By analyzing existing cross correlation between Verizon Communications and Applied Materials, you can compare the effects of market volatilities on Bank of America and Applied Materials and check how they will diversify away market risk if combined in the same portfolio for a given time horizon. You can also utilize pair trading strategies of matching a long position in Bank of America with a short position of Applied Materials. Check out your portfolio center. Please also check ongoing floating volatility patterns of Bank of America and Applied Materials.
Diversification Opportunities for Bank of America and Applied Materials
-0.55 | Correlation Coefficient |
Excellent diversification
The 3 months correlation between Bank and Applied is -0.55. Overlapping area represents the amount of risk that can be diversified away by holding Verizon Communications and Applied Materials in the same portfolio, assuming nothing else is changed. The correlation between historical prices or returns on Applied Materials and Bank of America is a relative statistical measure of the degree to which these equity instruments tend to move together. The correlation coefficient measures the extent to which returns on Verizon Communications are associated (or correlated) with Applied Materials. Values of the correlation coefficient range from -1 to +1, where.

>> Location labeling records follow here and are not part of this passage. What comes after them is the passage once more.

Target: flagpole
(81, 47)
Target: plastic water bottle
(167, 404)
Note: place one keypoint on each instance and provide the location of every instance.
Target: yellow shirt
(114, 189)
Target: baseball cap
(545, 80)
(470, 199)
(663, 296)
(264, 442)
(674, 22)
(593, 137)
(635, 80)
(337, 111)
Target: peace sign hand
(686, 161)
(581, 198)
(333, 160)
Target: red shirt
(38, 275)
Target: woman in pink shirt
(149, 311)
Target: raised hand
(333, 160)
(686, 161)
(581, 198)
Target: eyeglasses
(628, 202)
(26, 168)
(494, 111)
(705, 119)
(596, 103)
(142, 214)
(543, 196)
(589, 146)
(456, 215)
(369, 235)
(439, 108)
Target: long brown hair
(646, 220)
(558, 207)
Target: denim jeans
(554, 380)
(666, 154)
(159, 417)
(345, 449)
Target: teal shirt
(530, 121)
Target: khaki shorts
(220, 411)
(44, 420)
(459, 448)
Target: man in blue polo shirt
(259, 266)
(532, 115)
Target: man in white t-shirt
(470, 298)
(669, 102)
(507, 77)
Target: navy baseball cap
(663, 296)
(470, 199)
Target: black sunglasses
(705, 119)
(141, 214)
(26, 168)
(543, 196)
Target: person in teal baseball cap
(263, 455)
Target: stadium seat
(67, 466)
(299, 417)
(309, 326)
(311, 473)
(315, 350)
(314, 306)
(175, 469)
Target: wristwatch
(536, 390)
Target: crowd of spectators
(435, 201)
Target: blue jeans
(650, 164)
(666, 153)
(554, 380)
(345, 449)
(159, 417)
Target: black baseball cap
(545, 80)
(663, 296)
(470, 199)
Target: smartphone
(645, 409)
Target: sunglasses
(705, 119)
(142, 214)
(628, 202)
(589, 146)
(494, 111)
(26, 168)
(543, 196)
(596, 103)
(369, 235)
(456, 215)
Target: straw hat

The correlation of zero (0) is possible when the price movement of Applied Materials has no effect on the direction of Bank of America i.e., Bank of America and Applied Materials go up and down completely randomly.
Pair Corralation between Bank of America and Applied Materials
Assuming the 90 days trading horizon Bank of America is expected to generate 24.4 times less return on investment than Applied Materials. But when comparing it to its historical volatility, Verizon Communications is 2.06 times less risky than Applied Materials. It trades about 0.01 of its potential returns per unit of risk. Applied Materials is currently generating about 0.14 of returns per unit of risk over similar time horizon. If you would invest 13,131 in Applied Materials on April 25, 2025 and sell it today you would earn a total of 2,869 from holding Applied Materials or generate 21.85% return on investment over 90 days.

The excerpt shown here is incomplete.